Procedure for Calling Stream-Oriented C Encode Functions

---

This section describes the step-by-step procedure for calling a stream-oriented C BER encode function. This method must be used if C code generation was done. This method can also be used as an alternative to using the control class interface if C++ code generation was done.

Before any encode function can be called; the user must first initialize an encoding context. This is a variable of type OSCTXT. This variable holds all of the working data used during the encoding of a message. The context variable is within the top-level calling function. It must be initialized before use. This can be accomplished by using the berStrmInitContext function:

        OSCTXT ctxt;			 
 

 
        if (berStrmInitContext (&ctxt) != 0) {
 
           /* initialization failed, could be a license problem */
 
           printf ("context initialization failed (check license)\n");
 
           return -1;
 
        }
 

 

The next step is to create a stream object within the context. This object is an abstraction of the output device to which the data is to be encoded and is initialized by calling one of the following functions:

• rtxStreamFileOpen
• rtxStreamFileAttach
• rtxStreamSocketAttach
• rtxStreamMemoryCreate
• rtxStreamMemoryAttach

The flags parameter of these functions should be set to the OSRTSTRMF_OUTPUT constant value to indicate an output stream is being created (see the C/C++ Common Run-Time Library Reference Manual for a full description of these functions).

It is also possible to use a simplified form of these function calls to create a writer interface to a file, memory, or socket stream:

• rtxStreamFileCreateWriter
• rtxStreamMemoryCreateWriter
• rtxStreamSocketCreateWriter

After initializing the context and populating a variable of the structure to be encoded, an encode function can be called to encode the message to the stream.

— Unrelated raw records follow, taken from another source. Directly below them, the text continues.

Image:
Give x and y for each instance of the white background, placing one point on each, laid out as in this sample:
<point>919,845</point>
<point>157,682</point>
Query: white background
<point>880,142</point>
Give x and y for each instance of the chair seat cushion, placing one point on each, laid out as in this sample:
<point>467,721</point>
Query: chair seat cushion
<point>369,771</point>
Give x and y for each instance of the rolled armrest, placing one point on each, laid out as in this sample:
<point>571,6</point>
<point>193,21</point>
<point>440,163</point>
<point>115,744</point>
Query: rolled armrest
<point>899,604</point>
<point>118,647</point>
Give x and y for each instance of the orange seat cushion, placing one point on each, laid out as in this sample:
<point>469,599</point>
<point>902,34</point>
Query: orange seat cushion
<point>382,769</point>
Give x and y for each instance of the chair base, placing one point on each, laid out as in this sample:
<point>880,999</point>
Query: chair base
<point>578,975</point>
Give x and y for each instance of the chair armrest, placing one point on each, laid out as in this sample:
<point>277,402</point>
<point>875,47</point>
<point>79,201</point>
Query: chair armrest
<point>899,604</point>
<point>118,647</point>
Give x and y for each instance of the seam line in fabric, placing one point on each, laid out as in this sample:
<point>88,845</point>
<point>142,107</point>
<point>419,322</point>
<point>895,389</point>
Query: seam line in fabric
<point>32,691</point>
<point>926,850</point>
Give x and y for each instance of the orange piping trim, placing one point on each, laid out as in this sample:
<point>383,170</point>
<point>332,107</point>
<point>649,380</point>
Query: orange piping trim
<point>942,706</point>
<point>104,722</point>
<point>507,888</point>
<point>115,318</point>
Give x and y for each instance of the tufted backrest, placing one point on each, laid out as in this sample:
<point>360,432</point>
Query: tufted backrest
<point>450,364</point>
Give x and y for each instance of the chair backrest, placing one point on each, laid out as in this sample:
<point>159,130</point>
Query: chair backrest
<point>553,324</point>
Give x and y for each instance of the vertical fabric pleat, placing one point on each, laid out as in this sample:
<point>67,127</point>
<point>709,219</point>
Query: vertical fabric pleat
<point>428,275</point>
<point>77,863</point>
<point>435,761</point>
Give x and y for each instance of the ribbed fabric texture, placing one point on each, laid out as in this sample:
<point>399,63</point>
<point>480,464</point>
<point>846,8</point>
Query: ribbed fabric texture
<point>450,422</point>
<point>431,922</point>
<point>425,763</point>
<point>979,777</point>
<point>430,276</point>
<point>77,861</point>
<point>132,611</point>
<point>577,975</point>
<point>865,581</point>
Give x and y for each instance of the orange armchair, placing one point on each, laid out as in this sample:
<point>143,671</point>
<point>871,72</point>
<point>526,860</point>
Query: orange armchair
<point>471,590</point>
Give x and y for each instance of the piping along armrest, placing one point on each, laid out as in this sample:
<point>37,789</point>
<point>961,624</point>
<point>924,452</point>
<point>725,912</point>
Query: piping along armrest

The stream must then be closed by calling the rtxStreamClose function.

A program fragment that could be used to encode an employee record is as follows:

    #include employee.h         /* include file generated by ASN1C */
 

 
    int main ()
 
    {
 
        int       stat;
 
        OSCTXT    ctxt;
 
        Employee  employee;	/* typedef generated by ASN1C */
 
        const char* filename = "message.dat";
 

 
        /* Step 1: Initialize the context and stream */
 

 
        if (berStrmInitContext (&ctxt) != 0) {
 
           /* initialization failed, could be a license problem */
 
           printf ("context initialization failed (check license)\n");
 
           return -1;
 
        }
 

 
        /* Step 2: create a file stream object within the context */
 

 
        stat = rtxStreamFileCreateWriter (&ctxt, filename);
 
        if (stat != 0) {
 
           rtxErrPrint (&ctxt);
 
           return stat;
 
        }
 

 
        /* Step 3: Populate the structure to be encoded */
 

 
        employee.name = "SMITH";
 
        ...
 

 
        /* Step 4: Call the generated encode function */
 

 
        stat = asn1BSE_Employee (&ctxt, &employee, ASN1EXPL);
 

 
        /* Step 5: Check the return status and close the stream	 */
 

 
        if (stat != 0) {
 

 
          ...error processing...
 

 
        }
 

 
        rtxStreamClose (&ctxt);
 
    }
 

In general, stream-oriented encoding is slower than memory buffer based encoding. However, in the case of stream-oriented encoding, it is not necessary to implement code to write or send the encoded data to an output device. The stream-oriented functions also use less memory because there is no need for a large destination memory buffer. For this reason, the final performance of the stream-oriented functions may be the same or better than buffer-oriented functions.